LuxuryRecovery
Stimulant use disorder treatment at a luxury residential rehab

Editorial brief · Condition

Stimulant use disorder.

Stimulant use disorder covers problematic use of cocaine, meth, prescription amphetamines, and similar drugs — usually without the physical withdrawal of alcohol or opioids, but with serious mental health and behavioral fallout.

How luxury centers address it

Stimulant addiction responds differently to residential treatment than alcohol or opioids. Withdrawal is mostly psychological — exhaustion, depression, inability to feel pleasure, intense cravings — and isn't usually medically dangerous. But the recovery window is long, with thinking and mood problems lasting weeks or months, and relapse rates are high without sustained support.

There's no single proven medication for stimulant addiction yet, which makes therapy and structure more central than in opioid or alcohol treatment. Top residential programs combine reward-based approaches (the most evidence-backed method for stimulants), cognitive behavioral therapy, and a structured daily routine that addresses the disrupted sleep, appetite, and mood that early recovery brings.

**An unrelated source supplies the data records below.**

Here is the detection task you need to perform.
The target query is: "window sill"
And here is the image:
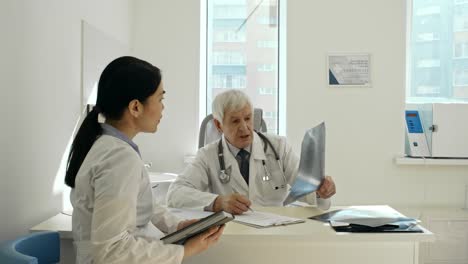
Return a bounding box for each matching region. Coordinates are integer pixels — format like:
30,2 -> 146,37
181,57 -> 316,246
395,156 -> 468,166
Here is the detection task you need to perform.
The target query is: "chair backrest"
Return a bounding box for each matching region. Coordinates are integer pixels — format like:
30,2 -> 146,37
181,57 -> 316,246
0,231 -> 60,264
198,108 -> 267,148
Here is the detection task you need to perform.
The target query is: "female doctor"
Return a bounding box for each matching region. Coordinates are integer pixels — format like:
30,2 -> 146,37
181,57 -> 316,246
65,56 -> 223,264
167,89 -> 336,215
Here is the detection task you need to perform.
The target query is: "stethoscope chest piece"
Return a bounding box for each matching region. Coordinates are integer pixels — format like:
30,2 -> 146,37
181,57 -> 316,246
219,169 -> 230,184
262,161 -> 271,182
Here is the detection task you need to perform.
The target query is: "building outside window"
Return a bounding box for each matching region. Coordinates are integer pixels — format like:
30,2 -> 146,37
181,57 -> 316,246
257,40 -> 277,48
409,0 -> 468,102
258,87 -> 276,95
213,74 -> 247,89
257,63 -> 276,72
213,51 -> 245,65
257,16 -> 278,25
206,0 -> 282,134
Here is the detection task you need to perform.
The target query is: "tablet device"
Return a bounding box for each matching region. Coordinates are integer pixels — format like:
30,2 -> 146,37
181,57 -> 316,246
160,211 -> 234,245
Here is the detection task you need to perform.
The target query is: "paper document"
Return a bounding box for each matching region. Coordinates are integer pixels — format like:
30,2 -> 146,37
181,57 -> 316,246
234,210 -> 305,228
310,205 -> 419,227
283,122 -> 326,205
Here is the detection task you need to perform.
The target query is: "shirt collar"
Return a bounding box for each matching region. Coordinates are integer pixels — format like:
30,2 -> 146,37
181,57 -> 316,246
101,123 -> 140,156
223,134 -> 251,158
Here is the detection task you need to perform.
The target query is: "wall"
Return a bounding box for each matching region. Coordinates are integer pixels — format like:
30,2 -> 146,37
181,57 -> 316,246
0,0 -> 133,240
286,0 -> 468,207
133,0 -> 468,209
132,0 -> 202,173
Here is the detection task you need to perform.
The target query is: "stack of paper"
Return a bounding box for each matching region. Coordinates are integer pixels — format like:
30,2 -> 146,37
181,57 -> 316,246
234,211 -> 305,228
310,205 -> 421,233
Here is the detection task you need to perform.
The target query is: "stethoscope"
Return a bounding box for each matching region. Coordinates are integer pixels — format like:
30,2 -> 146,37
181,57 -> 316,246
217,131 -> 288,190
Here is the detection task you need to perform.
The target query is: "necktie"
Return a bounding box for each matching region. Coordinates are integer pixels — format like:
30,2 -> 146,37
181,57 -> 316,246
237,149 -> 250,184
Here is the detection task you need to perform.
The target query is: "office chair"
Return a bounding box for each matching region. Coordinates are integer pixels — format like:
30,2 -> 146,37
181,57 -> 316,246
0,231 -> 60,264
198,108 -> 267,148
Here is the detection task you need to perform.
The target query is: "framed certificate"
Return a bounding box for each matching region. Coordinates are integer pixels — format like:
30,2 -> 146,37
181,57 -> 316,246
327,53 -> 371,87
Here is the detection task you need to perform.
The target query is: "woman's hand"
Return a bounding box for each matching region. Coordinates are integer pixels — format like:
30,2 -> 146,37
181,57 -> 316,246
183,224 -> 225,259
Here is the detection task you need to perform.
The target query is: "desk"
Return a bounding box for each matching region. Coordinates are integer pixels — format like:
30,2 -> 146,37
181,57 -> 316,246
148,172 -> 177,206
31,206 -> 434,264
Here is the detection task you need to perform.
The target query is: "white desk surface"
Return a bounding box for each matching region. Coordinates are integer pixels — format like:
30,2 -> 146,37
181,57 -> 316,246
148,172 -> 177,183
31,205 -> 434,242
223,206 -> 434,242
31,212 -> 73,239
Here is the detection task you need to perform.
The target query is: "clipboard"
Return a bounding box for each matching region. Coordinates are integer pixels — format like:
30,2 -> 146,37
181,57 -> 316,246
160,211 -> 234,245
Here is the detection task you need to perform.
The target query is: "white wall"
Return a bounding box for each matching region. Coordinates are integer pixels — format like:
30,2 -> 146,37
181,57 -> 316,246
132,0 -> 202,173
287,0 -> 468,207
0,0 -> 133,241
133,0 -> 468,209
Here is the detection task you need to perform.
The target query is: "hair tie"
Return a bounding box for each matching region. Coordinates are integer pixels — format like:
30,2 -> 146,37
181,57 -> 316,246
97,113 -> 106,124
92,105 -> 106,123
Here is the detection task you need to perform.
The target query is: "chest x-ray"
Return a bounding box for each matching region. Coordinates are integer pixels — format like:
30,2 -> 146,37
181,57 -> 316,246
283,122 -> 325,205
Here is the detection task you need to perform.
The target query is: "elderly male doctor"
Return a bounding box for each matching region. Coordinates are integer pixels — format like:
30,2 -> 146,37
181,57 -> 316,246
167,89 -> 336,215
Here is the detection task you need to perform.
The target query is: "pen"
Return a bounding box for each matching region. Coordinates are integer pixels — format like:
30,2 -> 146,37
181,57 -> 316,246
231,187 -> 254,212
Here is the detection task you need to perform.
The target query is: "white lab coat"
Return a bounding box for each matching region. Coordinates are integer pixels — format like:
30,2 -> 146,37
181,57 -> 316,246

Some stimulant users — especially those using prescription amphetamines or meth — develop symptoms that look like bipolar disorder or psychosis and need careful evaluation to sort out what's what. Programs with strong psychiatric teams handle this much better than high-volume addiction programs that treat stimulant use as straightforward.

Before admission

Questions worth asking.

  • How long is a typical stay for stimulant addiction, and what does the step-down plan look like?
  • Does the clinical team use reward-based (contingency management) approaches specifically?
  • If someone shows signs of psychosis or major mood swings, how do you figure out what's causing them?
  • What's your approach to the long recovery window — the 8-to-12-week stretch when relapse risk is highest?